Plenty of lawyers can say they set their sights on a legal career at a young age.

But few can claim, as can Catelin Ringersma, that their future course was set in part while they were roller-skating around the floors of a courthouse. When Ringersma, now a Milwaukee County assistant district attorney, was growing up in Oconto, she lived across the street from the county courthouse, where her mother worked.

To keep her and her sister out of trouble, Ringersma’s mom would have them come to the courthouse to play.

An even more formative experience came when Ringersma was in high school and got to take part in a mock trial involving battery charges.

“I remember being in the role of having to prove that my classmate did it,” she said. “It seemed to me that something bad had happened and that, if I could show it did happen, that would be a good thing to do.”

According to her colleagues in law enforcement, Ringersma has done plenty of good at the Milwaukee County District Attorney’s Office. In nominating her for a Women in the Law award, Officer Thomas Ozelie of the Milwaukee Police Department praised Ringersma for the work she has done to help combat crime in Milwaukee’s near west side.

“I can’t recall the number of times my coworkers and I have emailed, texted or called Catelin with legal questions and she’s always ready to help,” Ozelie said. “It didn’t matter if we contacted her before work, after work, on her off days or even on vacation, she’s always been there to assist.”
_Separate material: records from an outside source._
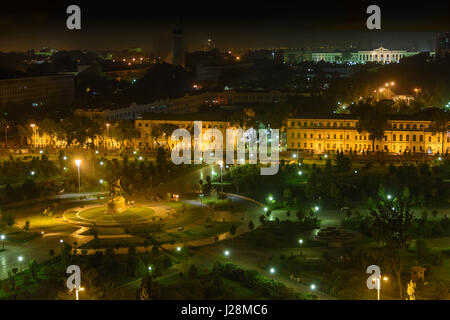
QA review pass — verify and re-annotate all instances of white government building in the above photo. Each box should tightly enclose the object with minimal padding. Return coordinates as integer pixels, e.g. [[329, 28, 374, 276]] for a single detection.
[[284, 47, 434, 63]]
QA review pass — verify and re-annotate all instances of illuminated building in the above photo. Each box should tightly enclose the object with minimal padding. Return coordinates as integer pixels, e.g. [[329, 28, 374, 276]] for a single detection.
[[286, 114, 450, 154]]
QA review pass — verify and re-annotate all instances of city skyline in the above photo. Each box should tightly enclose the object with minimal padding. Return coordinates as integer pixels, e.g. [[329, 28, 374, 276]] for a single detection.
[[0, 2, 450, 51]]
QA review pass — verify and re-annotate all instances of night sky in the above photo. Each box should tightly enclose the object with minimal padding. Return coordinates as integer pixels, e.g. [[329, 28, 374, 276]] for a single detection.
[[0, 1, 450, 51]]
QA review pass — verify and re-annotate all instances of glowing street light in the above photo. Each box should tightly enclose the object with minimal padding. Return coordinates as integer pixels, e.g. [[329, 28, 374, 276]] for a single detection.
[[17, 256, 23, 272], [75, 159, 81, 193], [372, 275, 388, 300], [219, 161, 223, 193], [75, 287, 84, 300]]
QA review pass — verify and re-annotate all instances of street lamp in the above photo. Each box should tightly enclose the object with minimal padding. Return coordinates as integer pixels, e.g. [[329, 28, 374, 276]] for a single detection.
[[298, 239, 303, 256], [5, 125, 9, 147], [219, 161, 223, 193], [75, 287, 84, 300], [106, 123, 110, 150], [75, 159, 81, 193], [372, 275, 388, 300], [17, 256, 23, 272], [30, 123, 36, 145], [269, 268, 275, 280]]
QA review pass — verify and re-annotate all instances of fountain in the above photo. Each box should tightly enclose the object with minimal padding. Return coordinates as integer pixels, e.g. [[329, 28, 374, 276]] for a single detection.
[[107, 178, 126, 213]]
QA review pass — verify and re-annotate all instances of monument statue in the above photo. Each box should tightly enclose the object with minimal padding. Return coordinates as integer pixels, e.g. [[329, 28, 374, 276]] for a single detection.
[[108, 178, 125, 213], [109, 178, 123, 198]]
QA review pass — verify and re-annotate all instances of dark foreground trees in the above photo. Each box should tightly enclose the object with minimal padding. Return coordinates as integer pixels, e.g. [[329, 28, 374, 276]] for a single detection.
[[370, 195, 413, 298]]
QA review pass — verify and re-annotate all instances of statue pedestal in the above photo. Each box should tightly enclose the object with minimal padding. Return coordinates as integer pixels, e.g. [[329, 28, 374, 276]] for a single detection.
[[108, 196, 125, 213]]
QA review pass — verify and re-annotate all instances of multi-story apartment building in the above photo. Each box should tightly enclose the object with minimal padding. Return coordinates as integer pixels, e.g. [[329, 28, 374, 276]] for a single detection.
[[0, 75, 75, 108], [135, 112, 231, 150], [284, 47, 428, 64], [105, 90, 298, 120], [286, 114, 450, 154]]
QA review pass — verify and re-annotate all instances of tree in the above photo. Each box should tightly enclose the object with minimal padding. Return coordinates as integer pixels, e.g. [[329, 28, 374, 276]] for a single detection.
[[30, 260, 38, 281], [356, 104, 389, 151], [189, 264, 198, 279], [370, 196, 413, 298], [430, 111, 450, 154], [137, 274, 161, 300]]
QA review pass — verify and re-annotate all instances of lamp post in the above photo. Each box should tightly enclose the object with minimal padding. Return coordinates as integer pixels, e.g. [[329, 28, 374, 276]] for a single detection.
[[219, 161, 223, 193], [17, 256, 23, 272], [30, 123, 36, 149], [75, 159, 81, 193], [298, 239, 303, 256], [5, 125, 9, 147], [375, 275, 388, 300], [106, 123, 110, 150], [269, 268, 275, 280], [75, 287, 84, 300]]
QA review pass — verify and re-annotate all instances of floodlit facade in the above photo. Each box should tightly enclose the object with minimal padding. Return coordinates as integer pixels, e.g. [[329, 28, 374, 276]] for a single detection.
[[284, 47, 424, 64], [286, 115, 450, 154], [135, 114, 231, 151]]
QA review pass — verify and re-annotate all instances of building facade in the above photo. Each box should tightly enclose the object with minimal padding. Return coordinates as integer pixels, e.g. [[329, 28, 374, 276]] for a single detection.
[[286, 115, 450, 154], [284, 47, 420, 64], [135, 113, 231, 150], [105, 90, 297, 121]]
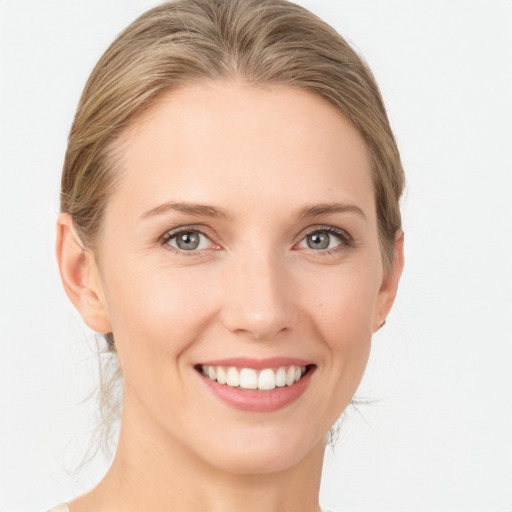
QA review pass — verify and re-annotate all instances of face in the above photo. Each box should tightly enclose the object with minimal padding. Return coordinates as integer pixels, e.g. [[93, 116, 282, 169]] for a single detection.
[[76, 83, 396, 473]]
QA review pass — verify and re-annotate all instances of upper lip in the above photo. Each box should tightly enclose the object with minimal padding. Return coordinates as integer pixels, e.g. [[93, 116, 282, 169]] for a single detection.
[[199, 357, 313, 370]]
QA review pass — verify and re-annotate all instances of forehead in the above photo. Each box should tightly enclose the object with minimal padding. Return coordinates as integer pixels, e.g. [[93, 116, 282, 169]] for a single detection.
[[111, 82, 374, 221]]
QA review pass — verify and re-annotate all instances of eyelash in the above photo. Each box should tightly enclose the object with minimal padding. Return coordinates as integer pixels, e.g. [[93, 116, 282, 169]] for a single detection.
[[295, 226, 355, 256], [159, 226, 355, 256]]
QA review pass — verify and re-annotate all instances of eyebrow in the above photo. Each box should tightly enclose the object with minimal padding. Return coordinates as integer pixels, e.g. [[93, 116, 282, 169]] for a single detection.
[[142, 202, 366, 220], [299, 203, 366, 220], [142, 202, 231, 219]]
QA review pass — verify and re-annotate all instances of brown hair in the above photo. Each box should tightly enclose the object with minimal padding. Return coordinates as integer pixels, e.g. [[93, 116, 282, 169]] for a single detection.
[[61, 0, 404, 456]]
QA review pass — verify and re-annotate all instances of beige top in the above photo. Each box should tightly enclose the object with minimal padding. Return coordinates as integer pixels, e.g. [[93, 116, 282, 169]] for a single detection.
[[48, 503, 70, 512], [48, 503, 331, 512]]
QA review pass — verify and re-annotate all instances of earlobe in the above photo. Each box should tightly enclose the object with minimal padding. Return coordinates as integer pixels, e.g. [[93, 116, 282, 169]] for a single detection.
[[373, 231, 404, 332], [56, 213, 112, 333]]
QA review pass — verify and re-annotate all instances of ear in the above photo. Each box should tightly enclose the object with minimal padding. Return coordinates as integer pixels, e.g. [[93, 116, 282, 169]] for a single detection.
[[56, 213, 112, 333], [373, 231, 404, 332]]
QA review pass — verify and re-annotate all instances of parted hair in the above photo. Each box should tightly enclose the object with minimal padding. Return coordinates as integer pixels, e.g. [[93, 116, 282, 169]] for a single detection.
[[60, 0, 404, 456]]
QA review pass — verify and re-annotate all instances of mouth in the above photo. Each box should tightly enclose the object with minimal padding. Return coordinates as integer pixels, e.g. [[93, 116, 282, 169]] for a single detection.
[[195, 364, 315, 391], [194, 357, 317, 413]]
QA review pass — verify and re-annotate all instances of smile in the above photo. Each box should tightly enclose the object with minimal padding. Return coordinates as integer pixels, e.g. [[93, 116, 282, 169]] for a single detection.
[[200, 365, 308, 391], [195, 357, 316, 413]]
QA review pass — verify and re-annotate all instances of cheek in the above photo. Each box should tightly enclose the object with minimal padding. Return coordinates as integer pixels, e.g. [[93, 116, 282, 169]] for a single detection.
[[101, 262, 218, 377]]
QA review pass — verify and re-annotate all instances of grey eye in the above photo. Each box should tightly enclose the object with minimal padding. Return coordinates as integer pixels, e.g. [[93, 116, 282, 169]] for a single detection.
[[167, 231, 211, 251], [306, 231, 331, 250]]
For nearly the past three years, Ringersma has worked in the Milwaukee County DA’s community prosecution unit. Her assignment to Milwaukee’s near west side has her working in seven of the toughest neighborhoods in the city.

Ringersma says it’s her job to know which locations – and people – trouble is most likely to come from. She also tries to meet regularly with residents so she can ask them about their main concerns.
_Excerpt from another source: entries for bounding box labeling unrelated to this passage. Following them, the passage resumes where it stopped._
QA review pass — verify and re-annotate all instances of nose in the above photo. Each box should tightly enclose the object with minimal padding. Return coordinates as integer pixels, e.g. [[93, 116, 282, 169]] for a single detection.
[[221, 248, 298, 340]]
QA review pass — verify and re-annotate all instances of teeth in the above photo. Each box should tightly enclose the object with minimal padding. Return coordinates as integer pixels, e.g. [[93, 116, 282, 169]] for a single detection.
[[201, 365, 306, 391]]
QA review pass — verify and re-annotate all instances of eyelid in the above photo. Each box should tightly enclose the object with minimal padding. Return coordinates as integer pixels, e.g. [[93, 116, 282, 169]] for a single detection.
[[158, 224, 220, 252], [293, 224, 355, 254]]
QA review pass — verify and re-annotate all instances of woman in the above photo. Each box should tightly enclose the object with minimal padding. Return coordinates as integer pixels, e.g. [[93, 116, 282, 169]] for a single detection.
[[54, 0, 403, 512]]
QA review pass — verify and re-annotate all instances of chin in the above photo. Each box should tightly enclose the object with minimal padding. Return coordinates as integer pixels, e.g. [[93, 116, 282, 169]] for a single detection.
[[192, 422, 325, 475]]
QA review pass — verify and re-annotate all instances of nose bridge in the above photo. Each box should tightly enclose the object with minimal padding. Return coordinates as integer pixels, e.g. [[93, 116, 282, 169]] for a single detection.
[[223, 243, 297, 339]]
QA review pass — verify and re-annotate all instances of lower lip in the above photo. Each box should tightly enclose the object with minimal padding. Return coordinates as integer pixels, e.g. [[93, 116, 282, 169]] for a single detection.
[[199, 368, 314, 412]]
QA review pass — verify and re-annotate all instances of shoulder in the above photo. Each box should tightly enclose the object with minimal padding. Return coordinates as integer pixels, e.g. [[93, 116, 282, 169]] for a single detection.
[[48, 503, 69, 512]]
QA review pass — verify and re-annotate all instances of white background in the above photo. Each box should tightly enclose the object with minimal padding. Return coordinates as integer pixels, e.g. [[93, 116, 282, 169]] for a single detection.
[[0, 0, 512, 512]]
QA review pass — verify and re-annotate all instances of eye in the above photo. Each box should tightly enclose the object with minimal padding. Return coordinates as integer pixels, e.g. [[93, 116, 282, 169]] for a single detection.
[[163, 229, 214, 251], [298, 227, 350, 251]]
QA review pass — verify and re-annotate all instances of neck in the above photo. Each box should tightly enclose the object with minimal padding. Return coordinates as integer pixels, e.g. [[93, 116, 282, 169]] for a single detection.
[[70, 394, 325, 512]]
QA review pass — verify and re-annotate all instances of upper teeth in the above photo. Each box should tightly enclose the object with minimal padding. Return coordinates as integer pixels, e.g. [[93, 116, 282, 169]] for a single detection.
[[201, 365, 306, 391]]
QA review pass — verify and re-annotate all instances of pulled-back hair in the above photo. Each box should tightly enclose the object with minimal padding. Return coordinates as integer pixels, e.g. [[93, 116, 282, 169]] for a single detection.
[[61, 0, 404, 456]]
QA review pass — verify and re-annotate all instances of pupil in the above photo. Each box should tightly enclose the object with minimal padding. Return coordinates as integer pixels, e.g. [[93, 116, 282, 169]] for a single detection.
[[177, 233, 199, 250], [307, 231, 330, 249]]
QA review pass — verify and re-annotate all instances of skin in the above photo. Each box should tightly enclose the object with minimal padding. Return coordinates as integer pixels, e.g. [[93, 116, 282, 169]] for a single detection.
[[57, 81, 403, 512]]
Sometimes the answers she gets are surprising. Rather than violence, residents are many times just as likely to complain about litter and broken windows.

Ringersma said she loves being a prosecutor and has a hard time imagining doing anything else in the legal field. As for the status of women lawyers, she acknowledged that progress has been made but much work remains to be done.

“It’s unfortunate,” she said, “but it’s not anything that’s any sort of setback in the sense that it’s going to affect who I am as a prosecutor.”